In the first 100 days of his second term as president of the United States, Donald Trump has strived to impose his “America First” vision upon the exploding
AI industry . He has announced hugely expensive data center projects, identified federal lands as candidates for data center construction, and repealed Joe Biden’s AI executive order, which had called for federal agencies to study and create industry-wide standards for the technology. Trump’s desire to bring as much of the AI industry onto American soil as possible isn’t particularly surprising, given his many promises to return jobs to the United States and his deep bench of supportive
wealthy tech entrepreneurs , many of whom attended his inauguration. Here’s a look at the major Trump administration moves since his inauguration on January 20.
He announced Stargate
One of his inauguration attendees was OpenAI cofounder Sam Altman, who appeared beside Trump just one day later to announce
Stargate , a $500 billion joint venture. Stargate is headlined by OpenAI, Softbank, and Oracle, whose founder Larry Ellison also spoke at the announcement. Stargate’s goal is to create dozens of data centers across the United States over the next five years, starting with a facility that’s already under construction in Texas. During the announcement, Trump said that “beginning immediately, Stargate will be building the physical and virtual infrastructure to power the next generation of advancements in AI.” Ellison said that each building in the Texas facility takes up half a million square feet. “These are big, beautiful buildings that are gonna employ a lot of people,” added Trump. The Financial Times recently
reported that Stargate is now considering investments from other countries, and could expand to open up new data centers not just in the U.S., but around the world. But Trump advisor Elon Musk notably
expressed skepticism that Stargate’s $500 billion in funding had been fully secured, writing on X that “SoftBank has well under $10B secured.” Sam Altman
replied to that post, calling it “wrong, as you surely know.”
He revoked Biden’s AI executive order
On the regulation front, Trump has done little, but on January 23, he
revoked Joe Biden’s 2023 AI
executive order . The order had called for federal agencies to research AI and devise best practices for its use, while highlighting any dangers the tech could pose to the American people. It also required AI labs working on the cutting edge to share information about new models with the government before the public gets access. Trump’s senior policy advisor for AI, Sriram Krishnan, is expected to release an AI
action plan for the federal government within Trump’s first 180 days.
The DOE started looking for AI partners
In a
Request for Information filed on April 7, the
Department of Energy said it is “exploring opportunities to leverage its land assets to support the growing demand for AI infrastructure,” and is potentially looking to start construction on multiple data centers by the end of 2025, with operations set to begin by the end of 2027. According to the RFI, 16 federal locations have been identified as possibly being “amenable to hosting AI infrastructure,” including the Idaho National Laboratory, Los Alamos National Laboratory, Kansas City National Security Campus, Portsmouth Gaseous Diffusion Plant, and the Princeton Plasma Physics Laboratory.

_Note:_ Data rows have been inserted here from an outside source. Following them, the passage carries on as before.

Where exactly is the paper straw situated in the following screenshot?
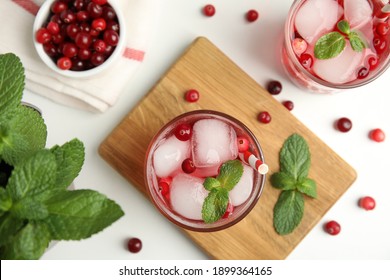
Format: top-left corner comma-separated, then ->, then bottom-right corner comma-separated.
239,151 -> 268,175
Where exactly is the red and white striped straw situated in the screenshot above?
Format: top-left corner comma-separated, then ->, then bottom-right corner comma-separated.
239,151 -> 268,175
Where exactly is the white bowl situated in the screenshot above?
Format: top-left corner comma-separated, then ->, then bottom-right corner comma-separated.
33,0 -> 126,78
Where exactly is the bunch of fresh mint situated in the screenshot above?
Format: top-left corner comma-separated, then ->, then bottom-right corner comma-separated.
271,134 -> 317,235
0,54 -> 124,259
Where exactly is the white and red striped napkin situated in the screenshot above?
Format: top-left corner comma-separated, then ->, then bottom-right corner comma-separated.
0,0 -> 160,112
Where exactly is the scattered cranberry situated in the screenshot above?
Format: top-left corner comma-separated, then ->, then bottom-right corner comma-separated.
237,136 -> 249,153
369,128 -> 386,142
357,66 -> 370,79
35,27 -> 51,44
292,38 -> 307,56
298,53 -> 313,69
127,237 -> 142,253
257,111 -> 271,123
376,22 -> 390,36
282,100 -> 294,111
175,123 -> 192,141
185,89 -> 199,103
203,4 -> 215,17
222,201 -> 234,219
367,56 -> 379,71
359,196 -> 375,210
57,56 -> 72,70
336,118 -> 352,132
267,81 -> 282,95
246,10 -> 259,22
181,158 -> 196,174
324,221 -> 341,235
372,36 -> 387,54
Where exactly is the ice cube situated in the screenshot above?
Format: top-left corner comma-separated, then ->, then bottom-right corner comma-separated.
192,119 -> 238,167
313,42 -> 366,84
229,164 -> 254,206
170,173 -> 208,220
295,0 -> 342,44
344,0 -> 372,29
153,135 -> 191,178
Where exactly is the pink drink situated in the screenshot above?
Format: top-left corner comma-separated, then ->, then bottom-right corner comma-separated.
145,110 -> 265,231
282,0 -> 390,92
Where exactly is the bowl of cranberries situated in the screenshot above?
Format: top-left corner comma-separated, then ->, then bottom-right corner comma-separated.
33,0 -> 125,78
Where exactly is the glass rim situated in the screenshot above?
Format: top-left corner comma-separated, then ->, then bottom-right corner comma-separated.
144,110 -> 266,232
284,0 -> 390,90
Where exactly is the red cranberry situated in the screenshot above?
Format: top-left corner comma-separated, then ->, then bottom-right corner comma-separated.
359,196 -> 375,210
282,100 -> 294,111
246,10 -> 259,22
174,123 -> 192,141
257,111 -> 271,123
324,221 -> 341,235
185,89 -> 199,102
203,4 -> 215,17
267,81 -> 283,95
50,0 -> 68,14
127,237 -> 142,253
298,53 -> 313,69
57,56 -> 72,70
103,30 -> 119,46
357,66 -> 370,79
237,136 -> 249,153
181,158 -> 196,174
367,56 -> 379,71
336,118 -> 352,132
372,36 -> 387,54
369,128 -> 386,142
376,22 -> 390,36
92,18 -> 107,31
35,27 -> 51,44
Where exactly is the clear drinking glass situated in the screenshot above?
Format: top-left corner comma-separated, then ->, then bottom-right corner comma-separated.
144,110 -> 265,232
282,0 -> 390,93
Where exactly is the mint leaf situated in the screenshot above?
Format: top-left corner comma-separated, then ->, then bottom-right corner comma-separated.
0,212 -> 24,247
337,20 -> 351,35
11,196 -> 49,220
280,134 -> 311,180
271,172 -> 296,190
44,190 -> 124,240
0,53 -> 24,115
51,139 -> 85,189
1,222 -> 50,260
298,178 -> 317,198
274,190 -> 304,235
0,106 -> 47,165
0,187 -> 12,212
314,32 -> 345,59
203,177 -> 221,191
348,31 -> 366,52
7,150 -> 57,202
202,188 -> 229,224
217,160 -> 244,191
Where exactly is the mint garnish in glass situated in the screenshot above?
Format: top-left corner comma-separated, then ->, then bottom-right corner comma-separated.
314,20 -> 366,59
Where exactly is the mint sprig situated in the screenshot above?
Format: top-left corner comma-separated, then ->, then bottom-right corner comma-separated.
202,160 -> 244,224
314,20 -> 366,59
271,134 -> 317,235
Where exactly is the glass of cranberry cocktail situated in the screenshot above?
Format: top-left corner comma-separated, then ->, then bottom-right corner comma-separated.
145,110 -> 268,231
282,0 -> 390,92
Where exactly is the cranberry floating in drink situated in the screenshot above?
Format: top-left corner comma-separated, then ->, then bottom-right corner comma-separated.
282,0 -> 390,92
145,110 -> 268,231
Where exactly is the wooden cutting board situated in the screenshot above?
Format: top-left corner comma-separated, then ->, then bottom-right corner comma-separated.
99,37 -> 356,259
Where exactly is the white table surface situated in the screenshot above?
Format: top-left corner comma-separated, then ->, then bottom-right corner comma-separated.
24,0 -> 390,260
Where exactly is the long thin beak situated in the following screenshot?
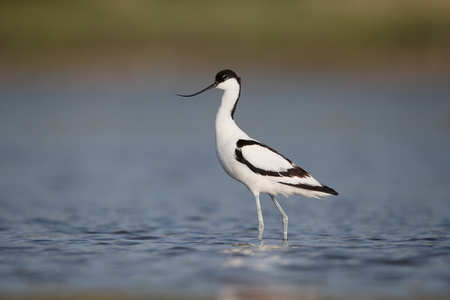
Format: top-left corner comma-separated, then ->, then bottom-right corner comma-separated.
175,82 -> 217,97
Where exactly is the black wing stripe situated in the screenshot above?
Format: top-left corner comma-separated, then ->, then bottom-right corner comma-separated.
234,140 -> 309,178
279,182 -> 339,196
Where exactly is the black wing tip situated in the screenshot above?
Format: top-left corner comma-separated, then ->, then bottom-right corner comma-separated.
323,185 -> 339,196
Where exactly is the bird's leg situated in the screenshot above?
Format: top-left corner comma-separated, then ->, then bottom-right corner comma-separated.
270,195 -> 288,241
255,193 -> 264,240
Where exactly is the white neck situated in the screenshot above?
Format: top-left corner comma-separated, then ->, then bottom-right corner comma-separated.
216,79 -> 248,144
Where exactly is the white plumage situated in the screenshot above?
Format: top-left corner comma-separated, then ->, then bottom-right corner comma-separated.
179,70 -> 338,240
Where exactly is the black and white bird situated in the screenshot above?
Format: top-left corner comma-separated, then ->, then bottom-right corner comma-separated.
177,70 -> 338,240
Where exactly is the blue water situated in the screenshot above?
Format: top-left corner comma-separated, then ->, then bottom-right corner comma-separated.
0,73 -> 450,298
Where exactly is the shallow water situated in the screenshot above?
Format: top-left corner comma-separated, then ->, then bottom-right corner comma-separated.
0,72 -> 450,298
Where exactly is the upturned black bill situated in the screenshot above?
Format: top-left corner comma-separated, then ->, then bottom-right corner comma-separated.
175,82 -> 217,97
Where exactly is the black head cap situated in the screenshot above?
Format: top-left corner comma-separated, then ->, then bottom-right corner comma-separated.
216,69 -> 241,84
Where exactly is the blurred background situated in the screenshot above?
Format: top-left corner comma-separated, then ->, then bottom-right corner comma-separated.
0,0 -> 450,299
0,0 -> 450,79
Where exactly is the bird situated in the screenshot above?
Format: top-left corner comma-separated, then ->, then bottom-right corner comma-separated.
176,69 -> 338,241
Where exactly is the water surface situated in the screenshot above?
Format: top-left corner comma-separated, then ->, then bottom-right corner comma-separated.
0,74 -> 450,298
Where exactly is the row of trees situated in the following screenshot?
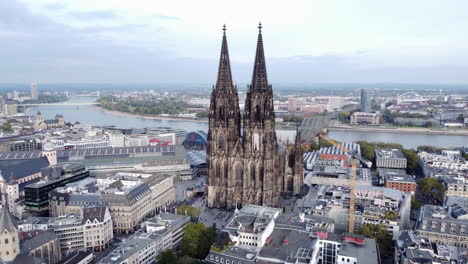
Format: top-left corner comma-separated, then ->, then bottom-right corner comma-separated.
98,96 -> 198,115
157,223 -> 216,264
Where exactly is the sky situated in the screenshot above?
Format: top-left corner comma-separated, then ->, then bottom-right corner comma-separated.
0,0 -> 468,84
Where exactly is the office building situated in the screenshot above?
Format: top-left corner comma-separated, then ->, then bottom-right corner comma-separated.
31,83 -> 39,101
21,230 -> 62,264
375,149 -> 407,169
415,205 -> 468,255
24,163 -> 89,214
361,89 -> 371,113
0,205 -> 20,262
379,168 -> 416,195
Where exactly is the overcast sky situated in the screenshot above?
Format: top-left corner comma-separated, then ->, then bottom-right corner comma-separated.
0,0 -> 468,84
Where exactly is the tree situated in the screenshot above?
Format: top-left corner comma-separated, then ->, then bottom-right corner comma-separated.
356,224 -> 393,257
309,142 -> 320,151
180,223 -> 216,259
338,111 -> 351,123
418,178 -> 445,204
319,138 -> 333,148
402,149 -> 419,174
0,122 -> 11,132
177,204 -> 201,222
411,196 -> 421,210
358,141 -> 375,161
156,249 -> 177,264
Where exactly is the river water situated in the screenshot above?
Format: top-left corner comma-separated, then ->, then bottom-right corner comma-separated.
26,96 -> 468,148
26,96 -> 208,132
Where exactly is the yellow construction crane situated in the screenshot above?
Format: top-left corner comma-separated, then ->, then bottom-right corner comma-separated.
320,134 -> 359,234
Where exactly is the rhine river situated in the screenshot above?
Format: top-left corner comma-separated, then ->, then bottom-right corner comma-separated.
26,97 -> 468,148
26,97 -> 208,132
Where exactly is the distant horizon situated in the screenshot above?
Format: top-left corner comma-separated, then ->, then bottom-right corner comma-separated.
0,82 -> 468,93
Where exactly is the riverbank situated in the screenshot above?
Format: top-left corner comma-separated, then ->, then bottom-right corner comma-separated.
91,105 -> 208,123
328,124 -> 468,136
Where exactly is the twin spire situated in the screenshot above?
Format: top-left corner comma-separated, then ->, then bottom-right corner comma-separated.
215,23 -> 269,92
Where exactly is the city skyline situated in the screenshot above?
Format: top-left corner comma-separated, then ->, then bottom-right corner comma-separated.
0,0 -> 468,84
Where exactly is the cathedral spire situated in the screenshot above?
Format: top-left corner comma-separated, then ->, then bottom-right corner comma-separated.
215,25 -> 234,91
250,23 -> 269,91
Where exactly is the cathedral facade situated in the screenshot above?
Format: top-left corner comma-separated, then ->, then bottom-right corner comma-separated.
207,25 -> 303,209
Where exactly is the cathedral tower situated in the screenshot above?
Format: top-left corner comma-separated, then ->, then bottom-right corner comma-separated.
207,24 -> 303,209
0,203 -> 19,262
243,24 -> 283,206
207,26 -> 243,208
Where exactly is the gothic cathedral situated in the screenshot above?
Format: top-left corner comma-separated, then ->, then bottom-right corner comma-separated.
207,24 -> 304,209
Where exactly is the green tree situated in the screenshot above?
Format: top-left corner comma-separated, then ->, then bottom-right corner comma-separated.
177,204 -> 201,222
358,141 -> 375,161
180,223 -> 216,259
309,142 -> 320,151
156,249 -> 177,264
418,178 -> 445,204
356,224 -> 393,257
411,196 -> 421,210
0,122 -> 11,132
338,111 -> 351,123
319,137 -> 333,148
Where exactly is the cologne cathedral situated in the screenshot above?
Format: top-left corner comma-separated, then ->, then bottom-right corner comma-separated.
207,24 -> 304,209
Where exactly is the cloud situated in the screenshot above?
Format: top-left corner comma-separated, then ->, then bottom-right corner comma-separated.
151,14 -> 181,20
44,3 -> 66,11
79,24 -> 149,33
68,10 -> 120,20
0,0 -> 468,83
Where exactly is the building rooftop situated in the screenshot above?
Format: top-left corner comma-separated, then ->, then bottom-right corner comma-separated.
258,228 -> 318,263
375,149 -> 406,159
22,230 -> 58,253
0,157 -> 49,185
338,238 -> 379,264
100,237 -> 154,264
378,168 -> 416,184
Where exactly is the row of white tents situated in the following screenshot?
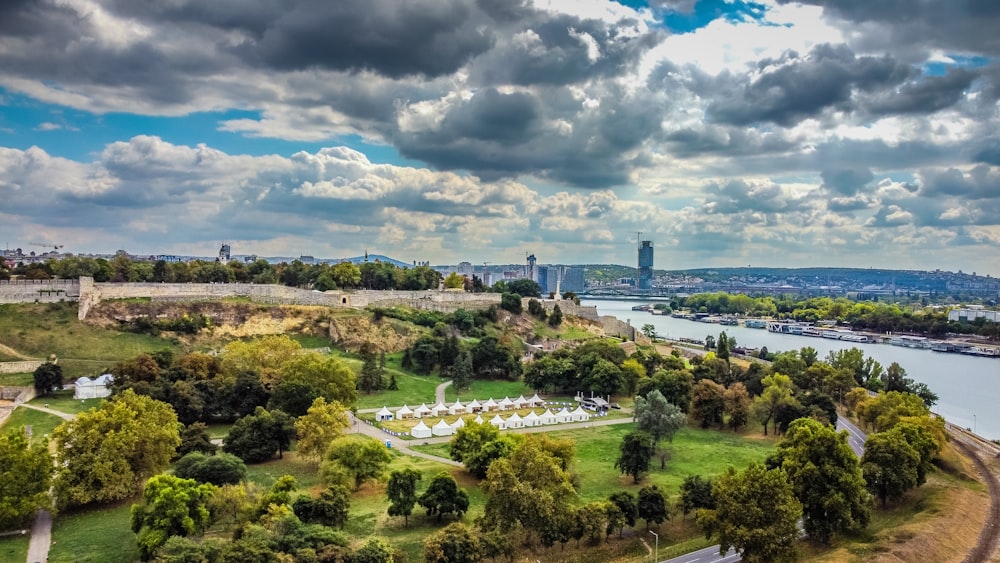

The administration took credit for a big AI investment
Nvidia
announced on April 14 that it has “commissioned more than a million square feet of manufacturing space to build and test NVIDIA Blackwell chips in Arizona and AI supercomputers in Texas.” The strategy will likely help Nvidia avoid tariffs placed on Taiwan and China. Nvidia said that its Blackwell chips, which are widely used by AI labs to train and run AI models like the ones on OpenAI’s ChatGPT, will now be produced at TSMC’s chip foundries in Phoenix, Arizona. In addition, the Jensen Huang-led company is partnering with Taiwanese electronics manufacturers Foxconn and Wistron to build supercomputer manufacturing plants in Texas. The company expects to produce up to $500 billion in AI infrastructure over the next four years. The Trump administration took credit for Nvidia’s announcement, with the White House
referring to it as “the Trump Effect in action.” But Anil Khurana, executive director of the Baratta Center for Global Business at Georgetown University, says that Nvidia was already considering investments in the United States as part of a larger strategy to fend off protectionism from any future administration, not just Trump. So how much credit does Trump deserve for Nvidia’s announcement? “He can certainly take credit for speeding up things,” says Khurana. Plus, he says, the outsized level of investment likely stems from a desire to appeal to Trump. But ultimately, Khurana notes that “much of this activity was already in progress.”